Spielwarenmesse 2019: Gruß aus Halle 7A

Spielwarenmesse 2019

Spielwarenmesse 2019

Schon lange ist die Modellbahnhalle in Nürnberg kein exklusiver Ort mehr für die Aussteller von Modelleisenbahnen. Nach dem Umzug in die Halle 7A sowieso nicht mehr.

Wen wundert es, ist die Modellbahn ja auch schon lange kein Spielzeug mehr für Kinder. Die großen Spielbahnen von Playmobil und Lego sind naturgemäß bei den anderen Produkten der jeweiligen Hersteller zu finden. Aber auch andere Modellhersteller wie die von Kunststoffbausätzen, Modellautos, Rennwagen, Fliegern, Schiffen, Militärmodellen haben Federn gelassen: Sie bevölkern zusammen mit den Eisenbahnern die Halle 7A, nur durch einen bunten Teppich getrennt von Roller- und Bauklotzproduzenten. Auch bei den anderen Modellbaufreunden sind Kinder längst nicht mehr die wichtigste Zielgruppe.

Was war sonst noch?

Bis auf Fulgurex (keine Spur Null Neuheiten) war kein Messinghersteller mehr vor Ort, selbst der große KM1 Stand der Spur 1 fehlte dieses Jahr. Eine Handvoll Kleinserienhersteller hielten wacker ihr Fähnchen hoch – wir werden fast alle in Gießen treffen.

Die mit Abstand ausdauerndste Neuheit, der Schienenreinigungswagen von Lux in Spur Null, war wieder ausgestellt und wird laut Auskunft am Stand zur Abwechslung im Herbst 2019 fertig entwickelt werden dann 2020 erscheinen. Das ist fein, denn in den letzten 10 oder mehr Jahren war das Erscheinungsdatum immer „im Herbst“ des gleichen Jahres. Da freue ich mich schon auf den nächsten und übernächsten Herbst.
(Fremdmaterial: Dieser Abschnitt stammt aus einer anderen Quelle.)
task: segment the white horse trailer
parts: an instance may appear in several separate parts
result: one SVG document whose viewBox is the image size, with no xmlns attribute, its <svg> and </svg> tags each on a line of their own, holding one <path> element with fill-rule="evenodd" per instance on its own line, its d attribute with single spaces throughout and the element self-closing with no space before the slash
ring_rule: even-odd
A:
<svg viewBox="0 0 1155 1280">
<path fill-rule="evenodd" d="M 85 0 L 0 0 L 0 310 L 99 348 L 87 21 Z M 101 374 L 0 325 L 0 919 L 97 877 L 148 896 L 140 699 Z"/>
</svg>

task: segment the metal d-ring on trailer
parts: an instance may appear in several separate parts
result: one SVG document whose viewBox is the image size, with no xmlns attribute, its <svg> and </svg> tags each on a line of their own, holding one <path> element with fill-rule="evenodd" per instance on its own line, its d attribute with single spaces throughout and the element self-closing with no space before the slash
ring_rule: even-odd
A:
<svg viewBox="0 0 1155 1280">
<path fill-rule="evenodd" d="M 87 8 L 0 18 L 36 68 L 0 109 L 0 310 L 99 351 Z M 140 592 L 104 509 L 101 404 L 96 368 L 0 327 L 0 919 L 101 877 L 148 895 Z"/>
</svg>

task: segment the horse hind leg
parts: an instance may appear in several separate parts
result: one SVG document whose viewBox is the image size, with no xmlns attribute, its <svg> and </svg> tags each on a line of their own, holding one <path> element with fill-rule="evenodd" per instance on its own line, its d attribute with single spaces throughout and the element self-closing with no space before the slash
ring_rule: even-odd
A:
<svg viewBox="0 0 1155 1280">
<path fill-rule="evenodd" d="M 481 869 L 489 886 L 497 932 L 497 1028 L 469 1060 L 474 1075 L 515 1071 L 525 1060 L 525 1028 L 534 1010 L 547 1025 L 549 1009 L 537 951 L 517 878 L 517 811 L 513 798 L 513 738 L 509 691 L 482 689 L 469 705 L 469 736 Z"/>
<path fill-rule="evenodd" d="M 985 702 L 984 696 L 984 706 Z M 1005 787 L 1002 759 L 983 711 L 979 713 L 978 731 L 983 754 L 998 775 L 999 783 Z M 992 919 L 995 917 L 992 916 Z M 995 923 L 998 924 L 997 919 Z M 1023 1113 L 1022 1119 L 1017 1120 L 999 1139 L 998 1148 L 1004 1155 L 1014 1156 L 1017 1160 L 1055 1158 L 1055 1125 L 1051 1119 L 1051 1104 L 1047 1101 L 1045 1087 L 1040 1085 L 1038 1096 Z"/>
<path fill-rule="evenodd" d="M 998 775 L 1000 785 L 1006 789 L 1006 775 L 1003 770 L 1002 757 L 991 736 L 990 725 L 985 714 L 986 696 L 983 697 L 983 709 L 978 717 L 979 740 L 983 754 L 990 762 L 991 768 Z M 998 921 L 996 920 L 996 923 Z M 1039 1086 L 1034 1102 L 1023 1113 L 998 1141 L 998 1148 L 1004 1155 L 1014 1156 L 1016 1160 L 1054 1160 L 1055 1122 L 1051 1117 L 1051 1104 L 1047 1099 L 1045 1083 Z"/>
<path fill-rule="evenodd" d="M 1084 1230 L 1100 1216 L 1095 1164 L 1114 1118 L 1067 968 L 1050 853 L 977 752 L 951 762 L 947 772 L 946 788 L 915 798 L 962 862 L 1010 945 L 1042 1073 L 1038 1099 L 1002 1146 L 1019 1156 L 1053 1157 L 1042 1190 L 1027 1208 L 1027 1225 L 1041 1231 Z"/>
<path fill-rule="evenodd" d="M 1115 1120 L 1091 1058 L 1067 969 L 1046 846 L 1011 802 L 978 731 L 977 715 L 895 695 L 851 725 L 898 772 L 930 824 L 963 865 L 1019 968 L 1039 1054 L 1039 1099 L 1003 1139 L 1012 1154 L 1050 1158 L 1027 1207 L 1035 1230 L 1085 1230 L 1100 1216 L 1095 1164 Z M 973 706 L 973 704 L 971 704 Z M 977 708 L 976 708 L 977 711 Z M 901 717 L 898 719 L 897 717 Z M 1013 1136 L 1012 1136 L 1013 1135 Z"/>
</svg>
Der Stand von Lenz bildet das Leuchtfeuer für uns Nullbahner; aber auch dort verfolgt man die Gesamtentwicklung der Messe – und wird sicherlich auch nachrechnen.

Weniger ist weniger

Die vergleichsweise kleine Zahl von Meldungen von der Messe im SNM dieses Jahr zeigt noch deutlicher als in den Vorjahren den Trend: Die Spielwarenmesse spielt für die Branche kaum noch eine Rolle, für die Spur Null sowieso nicht. Sie ist ein praktischer Treffpunkt, aber keine Quelle überraschender Neuigkeiten. Was früher für mich zwei hektische Messetage bedeutete, ist heute an einem Tag erledigt, ICE sei Dank braucht es noch nicht mal mehr eine Übernachtung.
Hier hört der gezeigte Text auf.